FCOD: Fast COVID-19 Detector based on deep learning techniques

Published in Informatics in medicine unlocked, 2021

The sudden COVID-19 pandemic has caused serious global concern due to infection and mortality rates. It is a hazardous disease that has become one of the biggest crises of the modern era. Due to the limited availability of test kits and the need for rapid screening and diagnosis, it is essential to develop a self-operating detection model to identify COVID-19 infections and prevent their spread among people. In this paper, we propose a novel technique called Fast COVID-19 Detector (FCOD) for the rapid detection of COVID-19 using X-ray images.
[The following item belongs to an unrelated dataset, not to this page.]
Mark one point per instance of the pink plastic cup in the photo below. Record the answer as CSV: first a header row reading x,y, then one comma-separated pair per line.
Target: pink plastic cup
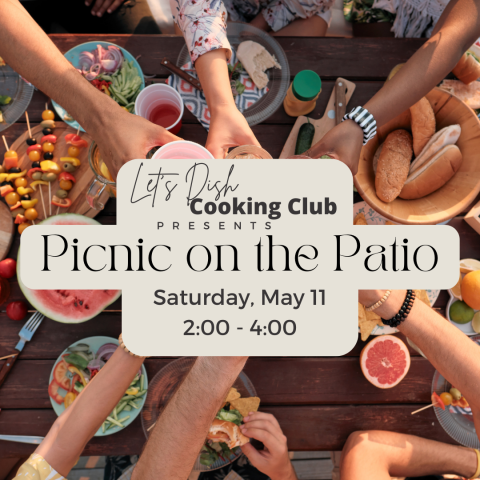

FCOD is a deep learning model based on the Inception architecture that uses 17 depthwise separable convolution layers to detect COVID-19. Depthwise separable convolution layers reduce computational costs and processing time while decreasing the number of parameters compared to standard convolution layers. To evaluate FCOD, we used the COVID-ChestXRay dataset, which contains 940 publicly available chest X-ray images. Our results show that FCOD can achieve an accuracy, F1-score, and AUC of 96%, 96%, and 95%, respectively, in classifying COVID-19 in 0.014 seconds per case. The proposed model can be employed as a supportive decision-making system to assist radiologists in clinics and hospitals in screening patients immediately.